44 Comments on AMD Shows Instinct MI300 Exascale APU with 146 Billion Transistors
Shall we discuss the XTX overhaet issue next, how about we leave DGPU talk to threads that suit it?!.
Not Enterprise which is showing up your naivety.
The 3D-V Cache power use, plus heat from the silicon below doesn't make a lot of difference to temperature because of how it is manufactured, plus the die selection that has been made, plus the 3D-V Cache has been designed to sit directly over the CPU Cache, it cant just be placed anywhere, and so any other products AMD wants to make where they can stack 3D-V Cache has to be designed that way from the start, and the 3D-V Cache has to be designed to fit the die below it, such as the MCD's on their new GPU's, are they the same as for the Zen CPU's.? I doubt it.
As for the latency point, I don't see how it would reduce latency by having the 3D-V Cache on the underside of the CPU die, if anything I think that apart from being a wiring nightmare, it would add latency as the processor die would be just a little further away from the substrate, and thus everything that it is communicating with, RAM, and I/O I imagine the difference of a few microns would be minimal, and if so, it would also be minimal if the cache was underneath the compute dies ¯\_(ツ)_/¯
So, please answer me. What possible bankruptcy? Be clever with your response please, get out of the 10 year old mindset and subsequent comments.

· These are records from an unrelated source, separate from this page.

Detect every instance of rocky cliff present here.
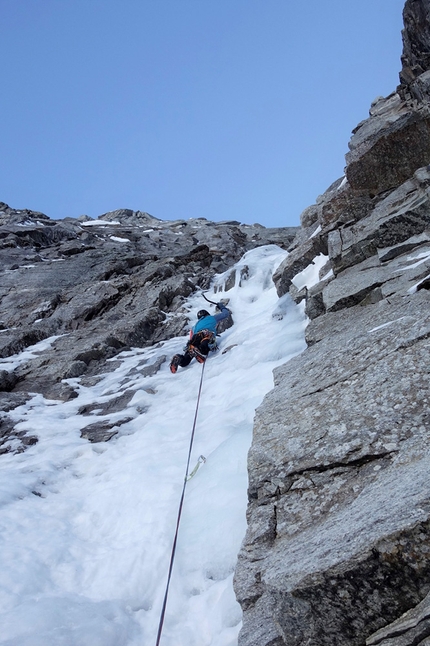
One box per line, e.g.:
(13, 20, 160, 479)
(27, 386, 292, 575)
(0, 207, 297, 451)
(2, 1, 430, 644)
(234, 1, 430, 645)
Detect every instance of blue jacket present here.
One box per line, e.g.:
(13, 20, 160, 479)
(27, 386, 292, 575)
(192, 303, 231, 335)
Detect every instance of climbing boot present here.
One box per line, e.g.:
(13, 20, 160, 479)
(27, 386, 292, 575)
(170, 354, 181, 374)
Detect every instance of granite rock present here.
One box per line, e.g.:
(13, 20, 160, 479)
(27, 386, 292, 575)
(0, 203, 297, 451)
(400, 0, 430, 85)
(235, 2, 430, 645)
(345, 92, 430, 195)
(366, 590, 430, 646)
(235, 292, 430, 646)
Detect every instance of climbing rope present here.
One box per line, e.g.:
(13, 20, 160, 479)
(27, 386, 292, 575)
(155, 360, 206, 646)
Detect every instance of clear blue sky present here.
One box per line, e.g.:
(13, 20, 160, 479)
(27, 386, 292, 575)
(2, 0, 405, 227)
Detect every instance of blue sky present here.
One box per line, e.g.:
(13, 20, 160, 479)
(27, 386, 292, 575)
(2, 0, 405, 227)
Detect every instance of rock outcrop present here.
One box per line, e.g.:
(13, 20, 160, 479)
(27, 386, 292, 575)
(0, 203, 297, 453)
(235, 1, 430, 645)
(2, 2, 430, 643)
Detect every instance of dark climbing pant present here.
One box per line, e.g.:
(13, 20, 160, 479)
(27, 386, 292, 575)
(176, 330, 215, 367)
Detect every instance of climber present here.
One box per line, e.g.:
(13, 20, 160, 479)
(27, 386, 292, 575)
(169, 302, 231, 373)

That's a very clever way of disguising a 60% increased TDP.
Aurora was first announced in 2015 and to be finished in 2018
2017, delayed to 2021 but scaled up to 1 exaFLOP (with Ponte Viecchio)
October 2020, delayed another 6mo.
October 2021, Intel took a 400m Loss on the checkbook and Aurora is targeted for 2023 and 2exaflops. I am curious to see AMD's reply as to how this chip works in multi configs...
It looks... like its 2 socket max. It looks like a 4 GPU chiplet with 4x8 zen4 chiplets betwen the hbm stacks.
Taking node from 4x 560w to 2x idk 700-900w? Unclear if it will need a parent cpu, as each APU has 96 Zen4 cores onboard.
Also the block diagram is notably different than the chip in hand and pictured.
For all of you (ARF) that clearly missed it, AMD was very proudly showing off their insanely profitable Xilinx wing, under the new AMD XDNA branding.
That new FPGA Decimates the inference card by nvidia in the same class... AMD is taking advantage of NVidia abandoning the 75w slot.
www.xilinx.com/content/dam/xilinx/publications/product-briefs/alveo-v70-product-brief.pdf
Nvidia replaced the T4 with the A2 and it's barely better. www.nvidia.com/en-us/data-center/tesla-t4/ www.nvidia.com/en-us/data-center/products/a2/
Left room for AMD.
There is more growth oppertunity with higher returns in datacenter.
Look at Nvidia. Q3 2022 they pulled in $3.8B datacenter, up 31% yoy and gaming was $1.6B, down 51% yoy. Looking at Nvidia's stack, it is geared for datacenter. Even watching Nvidia's release of gaming GPUs, there is way more focus on everything outside gaming. But gaming gets to benefit from a lot of these features that they primarily are selling for enterprise.